Exhibit 5.1
Skadden, Arps, Slate, Meagher & Flom LLP
Four Times Square
New York, New York 10036
(212) 735-3000
May 2, 2012
American Capital Agency Corp.
2 Bethesda Metro Center, 14th Floor
Bethesda, Maryland 20814
Re: | American Capital Agency Corp. Series A Preferred Stock Shelf Takedown |
Ladies and Gentlemen:
We have acted as special counsel to American Capital Agency Corp., a Delaware corporation (the “Company”), in connection with the Company's sale of 6,900,000 shares (the “Securities”) of the Company's 8.000% Series A Cumulative Redeemable Preferred Stock with a liquidation preference of $25.00 per share (the “Series A Preferred Stock”), a series of the Company's preferred stock with par value $0.01 per share (the “Preferred Stock”), pursuant to the Underwriting Agreement, dated March 29, 2012 (the “Underwriting Agreement”), by and among Citigroup Global Markets Inc., UBS Securities LLC and Wells Fargo Securities, LLC, as representatives of the several underwriters named therein, the Company and American Capital AGNC Management, LLC, a Delaware limited liability company and the manager of the Company.
This opinion is being delivered in accordance with the requirements of Item 601(b)(5) of Regulation S-K under the Securities Act of 1933 (the “Act”).

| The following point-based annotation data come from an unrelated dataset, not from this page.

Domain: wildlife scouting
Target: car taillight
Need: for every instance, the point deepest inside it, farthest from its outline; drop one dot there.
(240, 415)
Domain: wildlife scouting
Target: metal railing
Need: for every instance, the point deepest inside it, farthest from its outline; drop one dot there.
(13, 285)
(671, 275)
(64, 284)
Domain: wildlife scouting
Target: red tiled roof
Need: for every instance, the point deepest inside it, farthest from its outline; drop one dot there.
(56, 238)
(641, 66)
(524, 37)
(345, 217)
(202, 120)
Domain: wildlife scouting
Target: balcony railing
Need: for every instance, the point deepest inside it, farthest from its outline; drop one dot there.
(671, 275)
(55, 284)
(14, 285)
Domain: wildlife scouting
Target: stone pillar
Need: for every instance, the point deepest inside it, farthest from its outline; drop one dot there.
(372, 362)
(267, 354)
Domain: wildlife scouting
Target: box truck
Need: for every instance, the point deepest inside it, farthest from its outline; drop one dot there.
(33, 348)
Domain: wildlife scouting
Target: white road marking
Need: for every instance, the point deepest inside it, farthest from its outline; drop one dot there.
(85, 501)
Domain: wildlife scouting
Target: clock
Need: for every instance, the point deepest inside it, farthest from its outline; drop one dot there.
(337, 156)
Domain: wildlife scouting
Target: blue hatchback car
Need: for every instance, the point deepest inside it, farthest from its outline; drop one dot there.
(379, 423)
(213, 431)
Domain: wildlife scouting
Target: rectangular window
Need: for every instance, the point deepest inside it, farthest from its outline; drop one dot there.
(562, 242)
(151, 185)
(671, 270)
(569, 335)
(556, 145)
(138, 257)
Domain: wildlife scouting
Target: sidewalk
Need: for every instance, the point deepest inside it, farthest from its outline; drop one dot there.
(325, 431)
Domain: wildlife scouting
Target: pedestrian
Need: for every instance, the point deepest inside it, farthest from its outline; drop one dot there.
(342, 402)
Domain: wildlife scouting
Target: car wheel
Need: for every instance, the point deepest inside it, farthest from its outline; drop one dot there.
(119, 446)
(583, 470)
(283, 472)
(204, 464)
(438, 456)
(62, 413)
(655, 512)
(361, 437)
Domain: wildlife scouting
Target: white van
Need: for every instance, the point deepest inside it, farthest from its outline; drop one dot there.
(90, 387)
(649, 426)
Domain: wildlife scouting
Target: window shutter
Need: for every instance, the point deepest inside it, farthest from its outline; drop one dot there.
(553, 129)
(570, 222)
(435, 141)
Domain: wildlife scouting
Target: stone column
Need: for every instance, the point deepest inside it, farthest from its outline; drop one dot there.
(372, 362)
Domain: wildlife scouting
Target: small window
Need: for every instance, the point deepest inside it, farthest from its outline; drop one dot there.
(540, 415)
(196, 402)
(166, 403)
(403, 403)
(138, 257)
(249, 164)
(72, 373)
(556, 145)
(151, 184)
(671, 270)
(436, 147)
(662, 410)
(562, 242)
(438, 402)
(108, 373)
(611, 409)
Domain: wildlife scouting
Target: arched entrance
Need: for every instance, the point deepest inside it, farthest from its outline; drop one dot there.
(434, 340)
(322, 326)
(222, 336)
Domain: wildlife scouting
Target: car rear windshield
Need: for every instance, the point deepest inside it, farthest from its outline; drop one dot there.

In connection with this opinion, we have examined originals or copies, certified or otherwise identified to our satisfaction, of (i) the Company's automatic shelf registration statement on Form S-3 (No. 333-170374) filed on November 4, 2010 by the Company with the Securities and Exchange Commission (the “Commission”) under the Act registering an indeterminate number of shares of the Company's common stock, par value $0.01 per share (the “Common Stock”) and Preferred Stock, (ii) the Amended and Restated Certificate of Incorporation of the Company, as certified by the Secretary of State of the State of Delaware (the “Certificate of Incorporation”), (iii) the Certificate of Designations for the Series A Preferred Stock filed with the Secretary of State of the State of Delaware on April 2, 2012 (the “Certificate of Designations”), as certified by the Secretary of State of the State of Delaware, (iv) the amendment to the Certificate of Incorporation filed with the Secretary of State of the State of Delaware on May 1, 2012, as certified by the Secretary of State of the State of Delaware (the “Amendment”), (v) the Second Amended and Restated By-laws of the Company, as amended and currently in effect, (vi) the Certificate of the Executive Vice President and Secretary, dated the date hereof, certifying the adoption by the Company's stockholders of the Amendment at the annual meeting of the stockholders held on May 1, 2012 and (vii) certain resolutions of the board of directors of the Company and a duly authorized committee and subcommittee thereof, relating to the registration and sale of the Securities and the reservation of 11,799,000 shares of Common Stock issuable upon conversion of the Securities pursuant to the Certificate of Designations (the “Common Shares”), subject to adjustments as provided therein.
We have also examined originals or copies, certified or otherwise identified to our satisfaction, of such records of the Company, and such agreements, certificates and receipts of public officials, certificates of officers or other representatives of the Company and others, and such other documents, certificates and records as we have deemed necessary or appropriate as a basis for the opinions set forth herein.
In our examination, we have assumed the legal capacity of all natural persons, the genuineness of all signatures, including endorsements, the authenticity of all documents submitted to us as originals, the conformity to original documents of all documents submitted to us as facsimile, electronic, certified, conformed or photostatic copies and the authenticity of the originals of such copies. In making our examination of documents executed or to be executed, we have assumed that the parties thereto, other than the Company, had or will have the power, corporate or other, to enter into and perform all obligations thereunder and have also assumed the due authorization by all requisite action, corporate or other, and the execution and
delivery by such parties of such documents, and the validity and binding effect thereof on such parties. As to any facts material to the opinions expressed herein that we have not independently established or verified, we have relied upon oral or written statements and representations of officers and other representatives of the Company and others.
We do not express any opinion with respect to the laws of any jurisdiction other than the General Corporation Law of the State of Delaware (the “DGCL”).
Based upon and subject to the foregoing and to the limitations, qualifications, exceptions and assumptions set forth herein, we are of the opinion that the Common Shares have been duly authorized by all requisite corporate action on the part of the Company under the DGCL and, when issued upon conversion of the Securities in accordance with the terms of the Certificate of Designations, will be validly issued, fully paid and nonassessable.
We hereby consent to the filing of this opinion with the Commission. In giving this consent, we do not thereby admit that we are within the category of persons whose consent is required under Section 7 of the Act or the rules and regulations of the Commission promulgated thereunder. This opinion is expressed as of the date hereof unless otherwise expressly stated, and we disclaim any undertaking to advise you of any subsequent changes in the facts stated or assumed herein or of any subsequent changes in applicable laws.